Opened 7 months ago

Closed 7 months ago

Last modified 7 months ago

#7136 closed defect (fixed)

VSIS3: A file with the same name as a 'folder' causes misbehaviour.

Reported by: tveastman Owned by: warmerdam
Priority: normal Milestone: 2.3.0
Component: default Version: unspecified
Severity: normal Keywords: vsi vsis3 readdir readdirrecursive
Cc: robert.coup@…

Description

S3 'pretends' to have folders, but actually it's just a key-value store where the keys can have / in them, and we pretend it's a folder.

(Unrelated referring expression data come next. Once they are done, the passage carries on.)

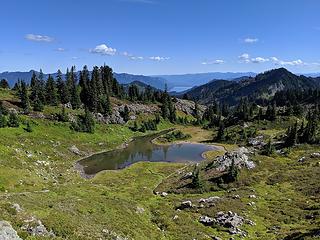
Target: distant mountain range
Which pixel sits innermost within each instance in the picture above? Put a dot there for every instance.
(262, 86)
(178, 83)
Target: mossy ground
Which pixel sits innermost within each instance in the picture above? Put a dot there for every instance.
(37, 173)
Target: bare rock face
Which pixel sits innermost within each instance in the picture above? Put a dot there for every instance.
(134, 109)
(239, 157)
(7, 232)
(188, 107)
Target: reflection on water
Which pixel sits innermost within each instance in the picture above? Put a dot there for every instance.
(142, 149)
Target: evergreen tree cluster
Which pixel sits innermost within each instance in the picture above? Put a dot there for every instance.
(305, 133)
(4, 84)
(93, 90)
(84, 123)
(8, 119)
(168, 109)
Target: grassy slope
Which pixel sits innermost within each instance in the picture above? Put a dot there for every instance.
(75, 208)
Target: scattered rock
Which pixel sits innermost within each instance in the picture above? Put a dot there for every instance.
(164, 194)
(315, 155)
(229, 220)
(113, 235)
(7, 232)
(216, 238)
(186, 204)
(209, 200)
(35, 227)
(205, 220)
(140, 210)
(16, 207)
(236, 196)
(250, 222)
(187, 175)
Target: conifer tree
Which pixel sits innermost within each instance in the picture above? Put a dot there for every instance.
(3, 120)
(62, 90)
(74, 93)
(51, 92)
(84, 83)
(221, 132)
(24, 98)
(4, 84)
(13, 120)
(126, 113)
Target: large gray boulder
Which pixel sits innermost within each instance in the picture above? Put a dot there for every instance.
(239, 157)
(7, 232)
(188, 107)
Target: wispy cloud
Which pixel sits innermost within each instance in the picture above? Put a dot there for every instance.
(251, 40)
(136, 58)
(217, 61)
(158, 58)
(245, 58)
(103, 49)
(60, 49)
(259, 60)
(38, 38)
(139, 1)
(297, 62)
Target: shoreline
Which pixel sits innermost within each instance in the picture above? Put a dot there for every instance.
(80, 168)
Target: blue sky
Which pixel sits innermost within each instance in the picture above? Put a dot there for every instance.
(160, 36)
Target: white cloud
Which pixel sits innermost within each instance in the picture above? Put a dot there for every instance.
(103, 49)
(126, 54)
(38, 38)
(259, 60)
(297, 62)
(60, 50)
(136, 58)
(158, 58)
(217, 61)
(251, 40)
(245, 57)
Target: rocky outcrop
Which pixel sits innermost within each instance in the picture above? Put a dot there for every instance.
(230, 220)
(75, 150)
(238, 157)
(134, 109)
(257, 142)
(7, 232)
(188, 107)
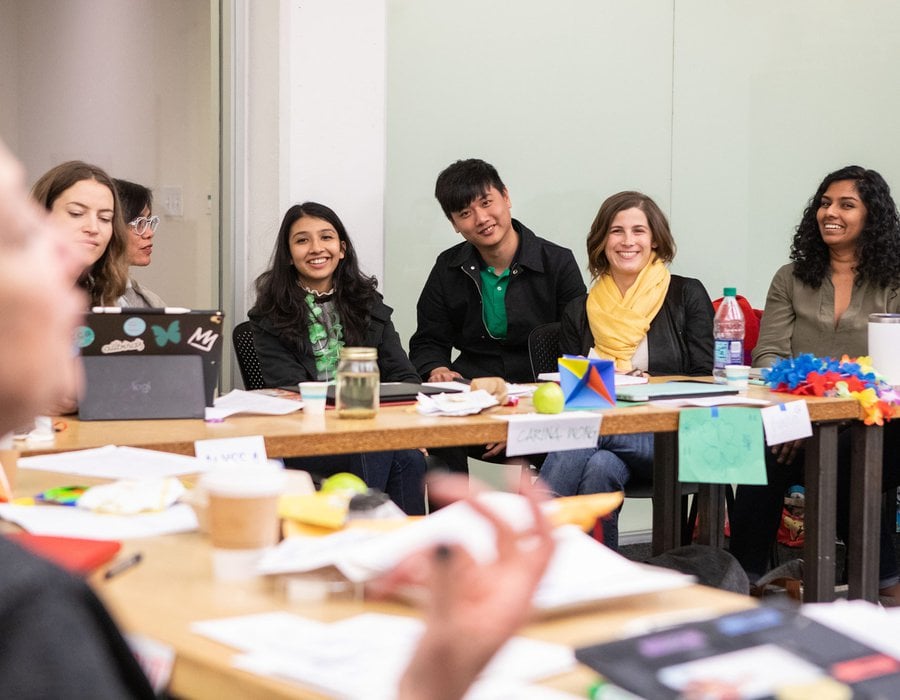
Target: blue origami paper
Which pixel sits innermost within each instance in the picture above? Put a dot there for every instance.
(587, 382)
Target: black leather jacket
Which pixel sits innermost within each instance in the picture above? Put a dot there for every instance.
(680, 339)
(543, 279)
(284, 363)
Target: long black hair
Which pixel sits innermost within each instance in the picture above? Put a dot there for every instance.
(280, 298)
(878, 247)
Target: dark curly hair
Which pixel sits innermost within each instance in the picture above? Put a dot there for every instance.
(878, 247)
(280, 298)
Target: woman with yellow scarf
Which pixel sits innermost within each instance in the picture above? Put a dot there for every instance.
(643, 318)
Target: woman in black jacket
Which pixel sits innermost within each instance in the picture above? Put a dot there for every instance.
(313, 301)
(644, 319)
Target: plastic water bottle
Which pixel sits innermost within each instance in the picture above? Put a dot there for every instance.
(728, 330)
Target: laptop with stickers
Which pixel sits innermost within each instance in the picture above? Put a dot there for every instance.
(149, 363)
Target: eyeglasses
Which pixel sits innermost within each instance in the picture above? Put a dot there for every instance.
(142, 223)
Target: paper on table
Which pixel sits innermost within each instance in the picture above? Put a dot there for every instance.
(116, 463)
(238, 401)
(362, 656)
(75, 522)
(582, 570)
(721, 446)
(536, 433)
(457, 404)
(449, 386)
(786, 421)
(726, 400)
(865, 622)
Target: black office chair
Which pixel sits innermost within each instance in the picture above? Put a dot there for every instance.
(543, 348)
(248, 362)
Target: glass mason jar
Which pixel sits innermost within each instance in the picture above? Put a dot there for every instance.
(357, 383)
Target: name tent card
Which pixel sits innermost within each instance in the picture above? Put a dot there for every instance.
(534, 433)
(721, 446)
(232, 451)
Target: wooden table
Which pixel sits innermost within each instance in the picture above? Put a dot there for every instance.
(820, 470)
(400, 427)
(173, 587)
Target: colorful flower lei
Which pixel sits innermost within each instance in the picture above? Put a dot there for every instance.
(808, 375)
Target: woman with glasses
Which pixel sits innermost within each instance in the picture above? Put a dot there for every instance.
(82, 201)
(311, 302)
(137, 210)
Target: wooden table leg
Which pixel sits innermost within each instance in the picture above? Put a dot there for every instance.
(667, 513)
(711, 513)
(865, 511)
(819, 516)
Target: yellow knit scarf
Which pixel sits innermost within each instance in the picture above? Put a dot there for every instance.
(619, 323)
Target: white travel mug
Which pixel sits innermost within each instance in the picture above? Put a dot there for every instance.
(884, 346)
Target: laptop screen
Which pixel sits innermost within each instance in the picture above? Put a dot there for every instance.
(118, 332)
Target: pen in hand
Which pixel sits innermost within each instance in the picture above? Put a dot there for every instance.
(123, 565)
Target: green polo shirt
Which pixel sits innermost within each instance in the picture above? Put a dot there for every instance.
(493, 296)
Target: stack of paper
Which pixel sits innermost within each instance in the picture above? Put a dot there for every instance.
(456, 404)
(582, 570)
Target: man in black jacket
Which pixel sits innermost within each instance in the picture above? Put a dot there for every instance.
(485, 295)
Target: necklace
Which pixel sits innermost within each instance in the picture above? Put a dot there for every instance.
(326, 335)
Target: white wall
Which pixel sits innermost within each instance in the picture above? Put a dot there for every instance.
(124, 84)
(316, 124)
(728, 114)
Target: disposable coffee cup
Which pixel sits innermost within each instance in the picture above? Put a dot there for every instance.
(737, 376)
(242, 516)
(314, 395)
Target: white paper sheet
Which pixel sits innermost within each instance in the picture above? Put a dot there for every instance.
(362, 656)
(535, 433)
(706, 401)
(786, 421)
(66, 521)
(582, 570)
(113, 462)
(458, 404)
(238, 401)
(865, 622)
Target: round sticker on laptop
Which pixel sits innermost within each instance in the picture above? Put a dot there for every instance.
(84, 336)
(134, 326)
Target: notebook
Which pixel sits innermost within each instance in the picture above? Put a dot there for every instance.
(672, 390)
(399, 392)
(149, 363)
(76, 554)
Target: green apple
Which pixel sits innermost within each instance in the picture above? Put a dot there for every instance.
(344, 481)
(548, 398)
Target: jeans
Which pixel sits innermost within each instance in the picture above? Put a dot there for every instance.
(757, 509)
(603, 469)
(398, 473)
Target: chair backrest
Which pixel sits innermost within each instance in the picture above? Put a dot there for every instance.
(543, 348)
(248, 362)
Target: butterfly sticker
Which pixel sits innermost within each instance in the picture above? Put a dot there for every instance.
(162, 336)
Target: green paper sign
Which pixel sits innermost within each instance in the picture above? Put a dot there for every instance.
(721, 445)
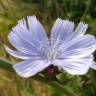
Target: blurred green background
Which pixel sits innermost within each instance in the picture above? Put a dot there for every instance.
(47, 12)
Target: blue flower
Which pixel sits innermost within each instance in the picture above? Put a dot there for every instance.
(68, 47)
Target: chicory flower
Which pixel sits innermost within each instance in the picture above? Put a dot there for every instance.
(68, 48)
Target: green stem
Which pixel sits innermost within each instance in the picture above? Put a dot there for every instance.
(8, 66)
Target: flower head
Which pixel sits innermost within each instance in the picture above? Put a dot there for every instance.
(67, 48)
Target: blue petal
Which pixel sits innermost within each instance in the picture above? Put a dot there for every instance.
(75, 66)
(79, 47)
(61, 30)
(30, 68)
(23, 55)
(94, 66)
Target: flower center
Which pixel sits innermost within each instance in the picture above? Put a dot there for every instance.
(51, 55)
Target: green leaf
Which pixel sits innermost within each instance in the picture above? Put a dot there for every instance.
(68, 92)
(4, 64)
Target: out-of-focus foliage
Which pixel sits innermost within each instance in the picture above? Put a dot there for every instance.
(46, 11)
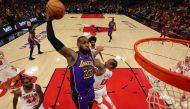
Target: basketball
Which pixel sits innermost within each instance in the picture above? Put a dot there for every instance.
(55, 9)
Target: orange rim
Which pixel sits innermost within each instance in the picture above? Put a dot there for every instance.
(172, 78)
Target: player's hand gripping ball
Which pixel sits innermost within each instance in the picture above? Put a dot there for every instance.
(55, 9)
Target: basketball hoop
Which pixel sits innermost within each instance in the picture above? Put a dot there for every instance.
(170, 90)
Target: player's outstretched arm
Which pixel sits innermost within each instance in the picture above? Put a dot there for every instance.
(17, 93)
(68, 53)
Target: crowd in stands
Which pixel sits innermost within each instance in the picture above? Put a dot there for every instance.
(13, 11)
(176, 13)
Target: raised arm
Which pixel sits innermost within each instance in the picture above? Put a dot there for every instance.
(17, 93)
(68, 53)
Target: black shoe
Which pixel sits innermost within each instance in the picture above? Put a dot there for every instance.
(40, 52)
(31, 58)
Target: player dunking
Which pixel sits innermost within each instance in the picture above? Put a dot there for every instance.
(102, 75)
(92, 41)
(32, 40)
(81, 68)
(31, 95)
(7, 72)
(111, 26)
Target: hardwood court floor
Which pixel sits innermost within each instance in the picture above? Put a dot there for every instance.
(128, 31)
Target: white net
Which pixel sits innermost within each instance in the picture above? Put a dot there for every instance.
(172, 56)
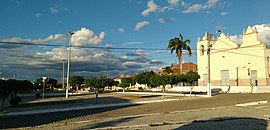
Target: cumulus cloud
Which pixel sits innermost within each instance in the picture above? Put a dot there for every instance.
(108, 45)
(85, 37)
(237, 39)
(138, 53)
(156, 62)
(160, 51)
(173, 1)
(140, 25)
(121, 30)
(54, 10)
(223, 13)
(46, 60)
(60, 38)
(38, 15)
(132, 43)
(166, 20)
(198, 7)
(151, 7)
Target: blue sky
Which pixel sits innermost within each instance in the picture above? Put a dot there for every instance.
(113, 23)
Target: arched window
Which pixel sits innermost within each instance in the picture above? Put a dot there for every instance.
(202, 49)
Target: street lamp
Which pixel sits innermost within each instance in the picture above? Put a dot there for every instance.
(68, 70)
(63, 74)
(43, 89)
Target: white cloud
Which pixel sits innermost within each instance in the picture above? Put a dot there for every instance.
(166, 20)
(193, 9)
(151, 7)
(54, 10)
(121, 30)
(85, 37)
(38, 15)
(211, 4)
(173, 1)
(140, 25)
(160, 51)
(132, 43)
(198, 7)
(52, 38)
(263, 33)
(223, 13)
(108, 45)
(237, 39)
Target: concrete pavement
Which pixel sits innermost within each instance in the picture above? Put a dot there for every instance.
(74, 103)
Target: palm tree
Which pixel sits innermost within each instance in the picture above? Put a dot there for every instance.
(178, 45)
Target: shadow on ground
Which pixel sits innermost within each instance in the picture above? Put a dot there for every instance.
(226, 123)
(110, 123)
(46, 118)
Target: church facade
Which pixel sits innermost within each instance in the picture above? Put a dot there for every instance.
(234, 64)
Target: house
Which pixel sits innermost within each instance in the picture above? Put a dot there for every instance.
(232, 64)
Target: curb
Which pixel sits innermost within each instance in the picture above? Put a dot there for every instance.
(166, 94)
(81, 108)
(251, 103)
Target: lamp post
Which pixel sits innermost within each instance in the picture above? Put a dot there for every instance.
(63, 74)
(68, 70)
(43, 89)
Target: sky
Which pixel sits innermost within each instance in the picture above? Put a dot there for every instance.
(114, 37)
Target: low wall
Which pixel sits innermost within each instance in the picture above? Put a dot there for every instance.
(225, 89)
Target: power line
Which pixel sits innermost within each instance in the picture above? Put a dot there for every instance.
(94, 47)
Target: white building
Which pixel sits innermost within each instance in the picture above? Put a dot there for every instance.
(233, 64)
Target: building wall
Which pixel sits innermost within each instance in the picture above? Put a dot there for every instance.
(239, 60)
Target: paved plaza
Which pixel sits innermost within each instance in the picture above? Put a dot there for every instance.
(140, 111)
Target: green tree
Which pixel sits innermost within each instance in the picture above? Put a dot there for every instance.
(98, 84)
(51, 83)
(191, 78)
(162, 80)
(76, 81)
(125, 82)
(178, 45)
(144, 77)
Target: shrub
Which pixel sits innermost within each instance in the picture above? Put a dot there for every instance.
(14, 101)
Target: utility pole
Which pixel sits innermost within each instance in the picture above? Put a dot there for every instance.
(208, 59)
(68, 70)
(237, 79)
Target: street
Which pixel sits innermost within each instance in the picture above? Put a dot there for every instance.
(178, 114)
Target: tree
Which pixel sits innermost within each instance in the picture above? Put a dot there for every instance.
(162, 80)
(76, 81)
(178, 45)
(191, 78)
(144, 77)
(125, 82)
(50, 83)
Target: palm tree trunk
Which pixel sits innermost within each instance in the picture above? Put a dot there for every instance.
(179, 55)
(163, 90)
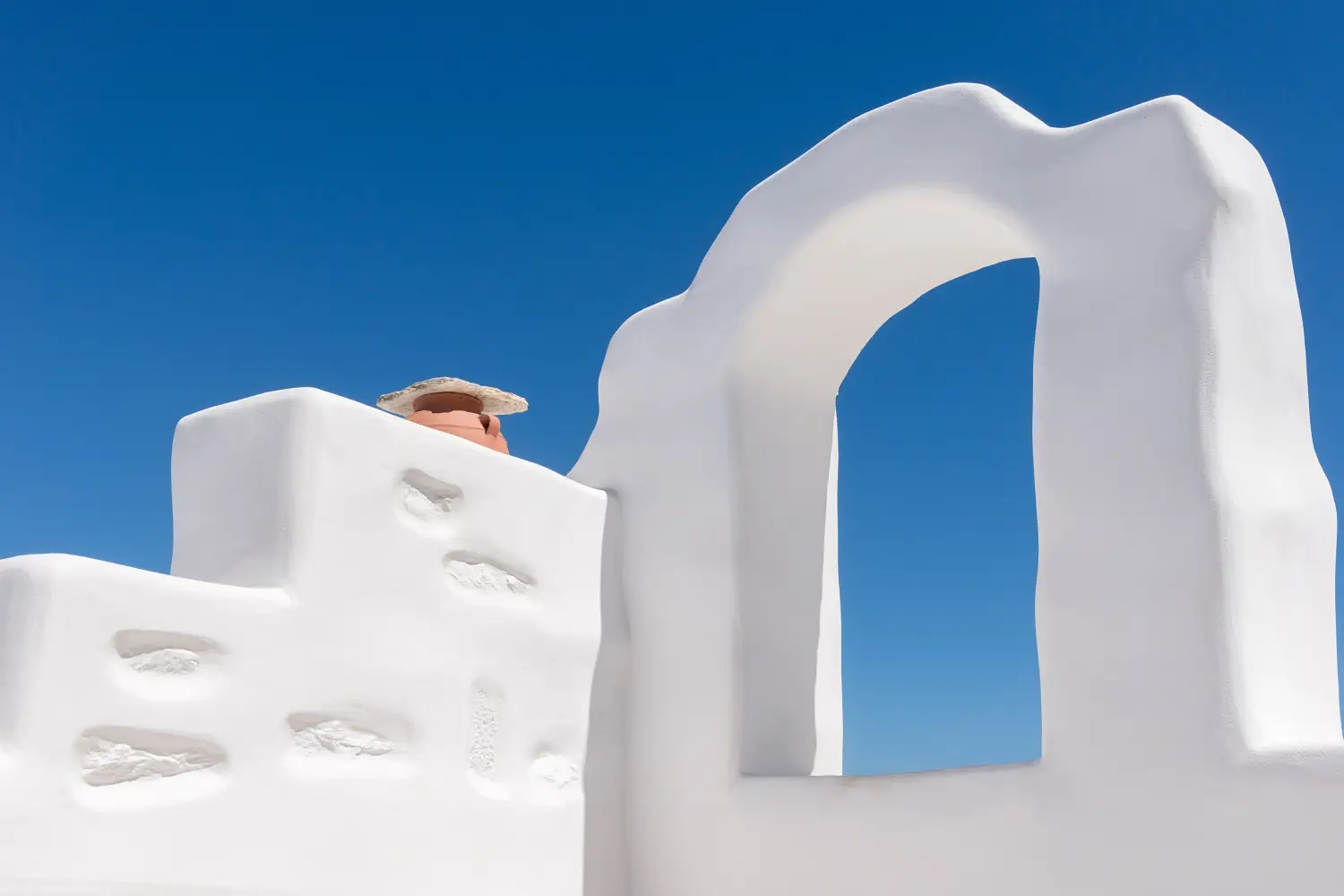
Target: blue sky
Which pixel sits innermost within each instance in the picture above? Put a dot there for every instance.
(201, 202)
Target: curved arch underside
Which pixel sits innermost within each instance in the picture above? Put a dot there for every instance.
(1185, 618)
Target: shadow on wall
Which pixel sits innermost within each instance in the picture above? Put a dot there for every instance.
(938, 532)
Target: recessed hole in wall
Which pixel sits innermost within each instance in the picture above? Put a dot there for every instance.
(427, 498)
(164, 653)
(332, 735)
(115, 755)
(480, 573)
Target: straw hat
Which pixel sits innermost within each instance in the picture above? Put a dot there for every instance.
(496, 402)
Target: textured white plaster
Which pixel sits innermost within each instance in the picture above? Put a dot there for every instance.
(112, 762)
(1185, 603)
(166, 661)
(340, 737)
(556, 771)
(429, 498)
(311, 632)
(1185, 618)
(484, 575)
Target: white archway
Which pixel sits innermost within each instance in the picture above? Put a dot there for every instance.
(1187, 532)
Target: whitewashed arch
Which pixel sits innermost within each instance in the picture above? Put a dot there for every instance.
(1185, 616)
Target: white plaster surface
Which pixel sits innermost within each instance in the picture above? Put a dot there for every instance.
(290, 711)
(1185, 602)
(376, 665)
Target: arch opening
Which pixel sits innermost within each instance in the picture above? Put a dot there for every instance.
(937, 532)
(824, 303)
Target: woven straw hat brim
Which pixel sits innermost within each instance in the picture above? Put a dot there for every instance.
(496, 402)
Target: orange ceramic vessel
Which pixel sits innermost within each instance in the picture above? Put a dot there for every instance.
(460, 416)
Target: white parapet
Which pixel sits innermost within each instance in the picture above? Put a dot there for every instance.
(368, 673)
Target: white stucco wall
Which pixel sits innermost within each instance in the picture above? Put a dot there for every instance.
(1185, 616)
(379, 683)
(376, 665)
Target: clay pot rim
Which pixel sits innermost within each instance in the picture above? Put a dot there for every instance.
(496, 402)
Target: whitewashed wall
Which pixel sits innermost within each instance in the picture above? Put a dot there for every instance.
(378, 684)
(1185, 605)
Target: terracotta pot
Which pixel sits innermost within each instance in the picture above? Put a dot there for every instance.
(483, 429)
(457, 408)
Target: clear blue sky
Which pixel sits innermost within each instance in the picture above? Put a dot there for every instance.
(206, 201)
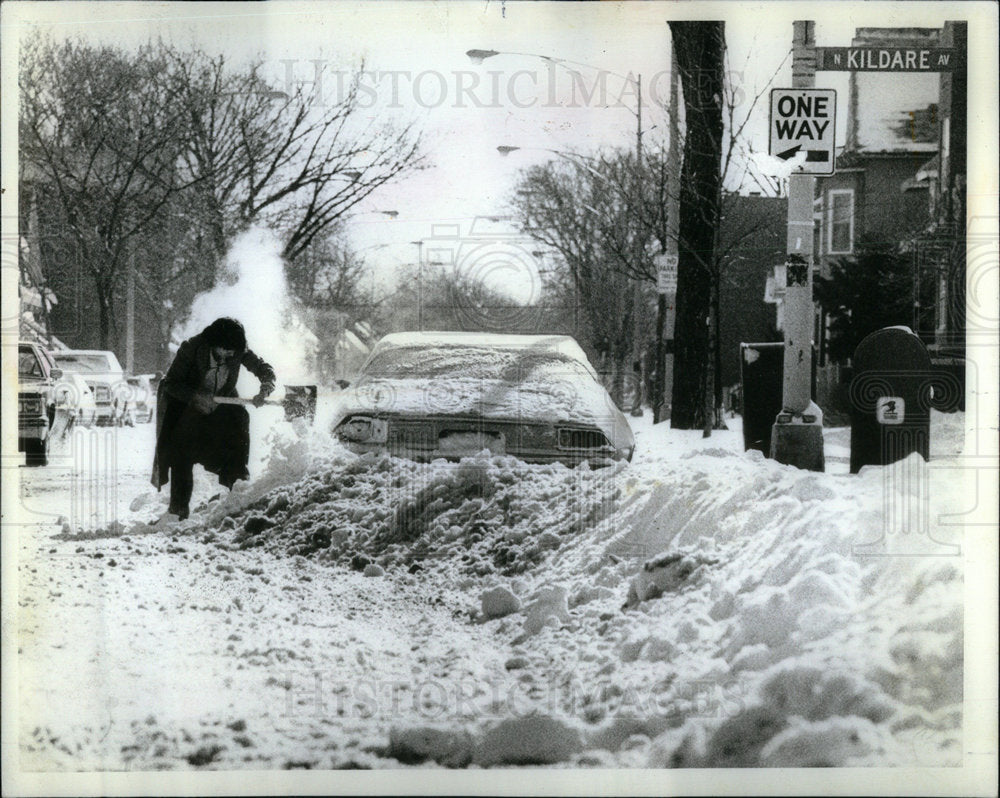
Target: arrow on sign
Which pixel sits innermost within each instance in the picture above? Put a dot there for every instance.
(811, 155)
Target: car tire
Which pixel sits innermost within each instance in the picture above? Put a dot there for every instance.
(36, 452)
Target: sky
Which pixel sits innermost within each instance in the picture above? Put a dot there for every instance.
(419, 72)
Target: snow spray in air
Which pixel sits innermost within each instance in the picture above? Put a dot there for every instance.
(252, 288)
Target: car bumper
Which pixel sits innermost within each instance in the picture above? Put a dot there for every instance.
(423, 455)
(37, 428)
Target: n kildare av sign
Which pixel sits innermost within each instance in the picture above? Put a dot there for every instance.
(804, 121)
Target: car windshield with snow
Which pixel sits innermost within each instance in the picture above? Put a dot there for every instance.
(448, 395)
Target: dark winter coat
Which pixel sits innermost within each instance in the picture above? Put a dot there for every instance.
(182, 381)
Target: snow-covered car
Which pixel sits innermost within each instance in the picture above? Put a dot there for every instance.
(429, 395)
(74, 397)
(104, 375)
(36, 407)
(142, 397)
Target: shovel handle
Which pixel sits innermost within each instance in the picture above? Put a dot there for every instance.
(238, 400)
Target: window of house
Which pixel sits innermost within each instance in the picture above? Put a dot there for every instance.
(840, 225)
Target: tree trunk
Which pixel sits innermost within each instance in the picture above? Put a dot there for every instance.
(700, 48)
(105, 315)
(712, 362)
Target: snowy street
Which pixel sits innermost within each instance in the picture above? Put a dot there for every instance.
(345, 611)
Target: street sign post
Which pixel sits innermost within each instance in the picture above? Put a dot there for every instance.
(666, 273)
(803, 120)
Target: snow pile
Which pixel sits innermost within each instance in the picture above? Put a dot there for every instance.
(703, 607)
(483, 515)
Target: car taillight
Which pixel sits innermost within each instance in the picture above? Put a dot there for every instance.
(582, 439)
(360, 429)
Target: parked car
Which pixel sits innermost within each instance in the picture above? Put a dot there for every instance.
(36, 407)
(105, 377)
(143, 397)
(74, 397)
(429, 395)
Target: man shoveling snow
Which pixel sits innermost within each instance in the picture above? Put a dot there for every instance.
(191, 427)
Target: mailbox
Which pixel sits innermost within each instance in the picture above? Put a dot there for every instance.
(891, 395)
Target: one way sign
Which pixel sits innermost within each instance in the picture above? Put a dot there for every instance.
(804, 120)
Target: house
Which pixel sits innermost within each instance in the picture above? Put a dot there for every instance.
(900, 178)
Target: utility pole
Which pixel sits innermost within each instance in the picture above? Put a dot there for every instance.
(665, 316)
(637, 291)
(130, 313)
(797, 434)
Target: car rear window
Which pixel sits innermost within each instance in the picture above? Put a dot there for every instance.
(90, 364)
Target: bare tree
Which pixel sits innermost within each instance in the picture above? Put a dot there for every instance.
(100, 135)
(265, 155)
(574, 208)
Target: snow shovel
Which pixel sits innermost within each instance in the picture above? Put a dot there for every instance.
(299, 402)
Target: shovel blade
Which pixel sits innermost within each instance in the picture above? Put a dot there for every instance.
(300, 402)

In S3 buckets, you can have a file and a folder with the same name.

Here's a listing of an S3 bucket:

$ aws s3 ls --recursive public-bucket-gdal-vsis3-tests
2017-11-06 11:30:48        237 alpha
2017-11-06 11:30:47        699 alpha/a-zip-file.zip
2017-11-03 15:17:30         30 alpha/delta.txt
2017-11-03 15:17:30         23 alpha/gamma.txt
2017-11-06 11:30:47        699 beta/a-zip-file.zip
2017-11-03 15:17:30          8 beta/eta.txt

Note that there is a file called alpha, but there are also several files in a 'folder' called alpha.

This causes bad bahaviour in VSI:

ReadDirRecursive() fails to list the files in alpha/, and lists the dir 
with two slashes oddly.

   >>>gdal.ReadDirRecursive('/vsis3/public-bucket-gdal-vsis3-tests')
   ['alpha', 'alpha//', 'beta/', 'beta/a-zip-file.zip', 'beta/eta.txt']

ReadDir can list the files if you append the /:

   >>>gdal.ReadDir('/vsis3/public-bucket-gdal-vsis3-tests/alpha')
   None
   >>> gdal.ReadDir('/vsis3/public-bucket-gdal-vsis3-tests/alpha/')
   ['a-zip-file.zip', 'delta.txt', 'gamma.txt']

VSIStatL reports things as directories in a strange way:

   >>> gdal.VSIStatL('/vsis3/public-bucket-gdal-vsis3-tests/alpha/').IsDirectory()
   1   <-- correct
   >>> gdal.VSIStatL('/vsis3/public-bucket-gdal-vsis3-tests/alpha').IsDirectory()
   0  <-- correct
   >>> gdal.VSIStatL('/vsis3/public-bucket-gdal-vsis3-tests/beta').IsDirectory()
   1  <-- correct
   >>> gdal.VSIStatL('/vsis3/public-bucket-gdal-vsis3-tests/beta/')
   None <-- with the trailing slash it's not recognized as a directory even though alpha/ is.

Two issues, it seems:

  • ReadDirRecursive() doesn't return correct results.
  • VSIStatL seems to behave inconsistently when trying to distinguish between the file, and the equivalently named directory.

Change History (2)

comment:1 Changed 7 months ago by Even Rouault

Resolution: fixed
Status: newclosed

In 40649:

Fix CPLReadDirRecursive() to behave properly on /vsis3/ buckets that have foo (file) and foo/ (sub-directory) entries (fixes #7136)

comment:2 Changed 7 months ago by Even Rouault

Milestone: 2.3.0

Note: r40649 is dependendant on previous trunk fixes in /vsis3/ to support foo (file) and foo/ (sub-directory) entries

Note: See TracTickets for help on using tickets.